Histological findings relate to disease distribution and severity. The histological appearance described above is characteristic of MIVOD. Other histological findings can include focal fibrinoid necrosis, thrombi of varying ages, neutrophilic venulitis and myo-intimal hyperplasia. Careful review should reveal no evidence of arteritis, granulomata or crypt abscess. Skip lesions may also occur, leading to confusion with Crohn's disease.

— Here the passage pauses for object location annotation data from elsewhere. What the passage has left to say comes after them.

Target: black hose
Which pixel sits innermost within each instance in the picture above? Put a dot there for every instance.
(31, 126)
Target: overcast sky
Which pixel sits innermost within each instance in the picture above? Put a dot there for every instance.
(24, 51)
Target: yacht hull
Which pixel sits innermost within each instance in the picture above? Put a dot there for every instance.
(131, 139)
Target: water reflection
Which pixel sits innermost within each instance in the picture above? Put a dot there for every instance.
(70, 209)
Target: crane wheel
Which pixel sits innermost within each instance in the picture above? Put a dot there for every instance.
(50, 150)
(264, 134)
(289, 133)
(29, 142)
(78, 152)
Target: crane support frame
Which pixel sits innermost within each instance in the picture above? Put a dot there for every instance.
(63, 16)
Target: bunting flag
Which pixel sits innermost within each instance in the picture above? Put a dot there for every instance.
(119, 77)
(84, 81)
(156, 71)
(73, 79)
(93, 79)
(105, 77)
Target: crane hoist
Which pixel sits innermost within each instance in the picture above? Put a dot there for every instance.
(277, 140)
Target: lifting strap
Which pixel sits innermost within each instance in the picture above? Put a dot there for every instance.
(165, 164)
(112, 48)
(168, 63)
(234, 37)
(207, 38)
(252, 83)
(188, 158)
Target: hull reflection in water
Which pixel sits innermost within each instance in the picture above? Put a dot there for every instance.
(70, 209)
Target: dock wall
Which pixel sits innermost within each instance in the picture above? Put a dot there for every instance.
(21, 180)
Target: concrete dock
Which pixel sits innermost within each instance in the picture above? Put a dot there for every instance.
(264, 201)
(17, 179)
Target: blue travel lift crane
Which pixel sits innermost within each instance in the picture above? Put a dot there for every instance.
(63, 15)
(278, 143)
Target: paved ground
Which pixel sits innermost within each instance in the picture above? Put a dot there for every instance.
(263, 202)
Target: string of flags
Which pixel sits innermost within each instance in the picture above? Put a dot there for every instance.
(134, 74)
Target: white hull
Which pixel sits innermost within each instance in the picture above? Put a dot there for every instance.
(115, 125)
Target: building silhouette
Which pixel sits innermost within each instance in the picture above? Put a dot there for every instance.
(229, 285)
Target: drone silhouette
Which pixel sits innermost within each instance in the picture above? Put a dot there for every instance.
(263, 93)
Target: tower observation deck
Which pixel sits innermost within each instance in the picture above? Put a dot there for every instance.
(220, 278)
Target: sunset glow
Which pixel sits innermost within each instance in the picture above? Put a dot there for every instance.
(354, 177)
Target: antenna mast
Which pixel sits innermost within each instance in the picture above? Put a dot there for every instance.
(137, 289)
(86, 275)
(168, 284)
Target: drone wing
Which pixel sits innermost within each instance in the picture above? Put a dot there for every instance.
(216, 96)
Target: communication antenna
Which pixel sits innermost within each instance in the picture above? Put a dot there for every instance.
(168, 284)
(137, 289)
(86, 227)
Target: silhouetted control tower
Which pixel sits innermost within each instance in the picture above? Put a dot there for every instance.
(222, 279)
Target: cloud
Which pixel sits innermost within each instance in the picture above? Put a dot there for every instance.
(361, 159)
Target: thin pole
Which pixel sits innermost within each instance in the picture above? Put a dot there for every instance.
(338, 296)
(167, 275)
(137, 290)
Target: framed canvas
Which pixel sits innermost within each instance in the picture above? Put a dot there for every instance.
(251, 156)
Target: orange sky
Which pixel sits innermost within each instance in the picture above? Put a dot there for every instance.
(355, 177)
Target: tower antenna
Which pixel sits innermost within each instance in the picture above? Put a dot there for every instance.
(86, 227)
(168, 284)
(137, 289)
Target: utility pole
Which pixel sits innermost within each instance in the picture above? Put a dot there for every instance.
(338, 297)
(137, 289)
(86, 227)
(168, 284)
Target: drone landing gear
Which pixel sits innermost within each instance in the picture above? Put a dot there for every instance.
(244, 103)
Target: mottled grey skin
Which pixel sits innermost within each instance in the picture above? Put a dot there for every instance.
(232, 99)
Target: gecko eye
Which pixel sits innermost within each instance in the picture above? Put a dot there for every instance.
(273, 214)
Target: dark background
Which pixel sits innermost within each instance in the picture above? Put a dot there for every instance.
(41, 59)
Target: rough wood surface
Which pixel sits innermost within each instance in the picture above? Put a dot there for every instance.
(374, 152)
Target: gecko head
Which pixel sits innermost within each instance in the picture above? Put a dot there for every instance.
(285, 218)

Strictures have been described, indicating chronicity.
MIVOD characteristically fails to respond to appropriate treatment for inflammatory bowel disease. As MIVOD is a pathological diagnosis, surgery is both the definitive diagnostic and therapeutic procedure, following which patients are reported to thrive. Only one case of postoperative recurrence has been described, in a patient who previously had an incomplete colonic resection [7].
In summary, MIVOD is an uncommon entity that can cause an acute fulminant colitis, requiring surgical management. It should be considered in the differential diagnosis of fulminant colitis or bowel inflammation with clinical and pathological features that suggest, but are not entirely consistent with, inflammatory bowel disease. It should also be considered where colitis does not respond to conventional medical treatment.